Enfin, à propos du risque de complications pouvant survenir lors d’interventions opératoires chez ces patients, les rapporteurs proposent que « des recommandations claires pour leur gestion péri-opératoire soient établies en lien avec les sociétés savantes concernées ».
Et l’Agence d’enfin rappeler dans ses conclusions que d’une part, les cas graves en lien avec le mésusage sont toujours évitables, en précisant que, sur les 36 cas d’effet indésirables rapportés en lien avec cette pratique d’ailleurs en augmentation, 25 étaient graves. Comme par exemple : » trois pancréatites aiguës survenues chez des patientes jeunes sans facteurs de risque identifiables, dont une présentant seulement un surpoids modéré« .

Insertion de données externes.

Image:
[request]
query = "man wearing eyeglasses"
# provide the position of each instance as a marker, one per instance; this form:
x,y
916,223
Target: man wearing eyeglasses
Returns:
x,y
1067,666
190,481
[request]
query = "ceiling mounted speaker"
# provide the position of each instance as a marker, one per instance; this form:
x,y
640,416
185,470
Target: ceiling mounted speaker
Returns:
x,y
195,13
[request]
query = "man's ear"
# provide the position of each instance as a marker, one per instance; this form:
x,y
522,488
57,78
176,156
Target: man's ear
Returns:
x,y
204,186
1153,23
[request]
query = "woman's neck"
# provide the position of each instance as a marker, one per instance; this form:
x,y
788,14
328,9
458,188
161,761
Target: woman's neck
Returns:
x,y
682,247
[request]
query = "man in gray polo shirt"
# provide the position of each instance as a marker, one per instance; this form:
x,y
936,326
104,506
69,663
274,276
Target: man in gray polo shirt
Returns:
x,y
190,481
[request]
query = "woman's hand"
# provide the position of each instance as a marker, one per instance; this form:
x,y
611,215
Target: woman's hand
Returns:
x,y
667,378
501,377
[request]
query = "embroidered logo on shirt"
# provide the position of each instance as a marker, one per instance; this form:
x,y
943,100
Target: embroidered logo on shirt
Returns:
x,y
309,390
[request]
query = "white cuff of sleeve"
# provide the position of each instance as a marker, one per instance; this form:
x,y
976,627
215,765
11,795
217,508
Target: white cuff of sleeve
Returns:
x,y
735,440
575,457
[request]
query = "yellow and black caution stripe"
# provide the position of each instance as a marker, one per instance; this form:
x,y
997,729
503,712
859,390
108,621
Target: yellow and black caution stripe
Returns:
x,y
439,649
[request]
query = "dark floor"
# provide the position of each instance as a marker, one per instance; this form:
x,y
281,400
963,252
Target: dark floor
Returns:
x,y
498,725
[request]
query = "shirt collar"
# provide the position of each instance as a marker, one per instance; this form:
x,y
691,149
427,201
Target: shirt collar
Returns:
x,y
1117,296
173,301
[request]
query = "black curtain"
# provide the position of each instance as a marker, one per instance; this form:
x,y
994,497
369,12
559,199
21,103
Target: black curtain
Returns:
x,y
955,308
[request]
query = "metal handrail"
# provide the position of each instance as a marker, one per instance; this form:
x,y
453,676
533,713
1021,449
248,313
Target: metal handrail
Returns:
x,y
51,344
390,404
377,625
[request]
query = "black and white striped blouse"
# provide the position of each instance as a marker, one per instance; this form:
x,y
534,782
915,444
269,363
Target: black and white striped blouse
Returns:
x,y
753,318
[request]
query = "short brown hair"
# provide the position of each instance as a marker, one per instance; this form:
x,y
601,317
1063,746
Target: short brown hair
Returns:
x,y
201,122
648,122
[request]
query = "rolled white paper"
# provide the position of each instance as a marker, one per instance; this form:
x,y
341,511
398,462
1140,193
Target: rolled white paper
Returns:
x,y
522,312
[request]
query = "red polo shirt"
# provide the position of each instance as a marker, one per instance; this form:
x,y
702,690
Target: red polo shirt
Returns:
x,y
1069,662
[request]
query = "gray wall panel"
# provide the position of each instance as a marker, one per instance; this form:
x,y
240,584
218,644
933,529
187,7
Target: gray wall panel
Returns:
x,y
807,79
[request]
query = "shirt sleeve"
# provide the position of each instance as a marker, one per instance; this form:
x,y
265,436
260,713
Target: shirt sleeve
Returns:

L’Agence précise par ailleurs que les effets en lien avec un mésusage sont survenus en l’absence d’escalade de dose (avec une dose forte prise d’emblée) ou dans un contexte d’usage non encadré médicalement. Parmi ces 36 cas, 22 concernent une situation où le médicament a été obtenu en dehors d’un circuit médical officiel (via un proche, la famille, à l’étranger), et 18 rapportent une dose initiale trop élevée. La prudence est donc de mise.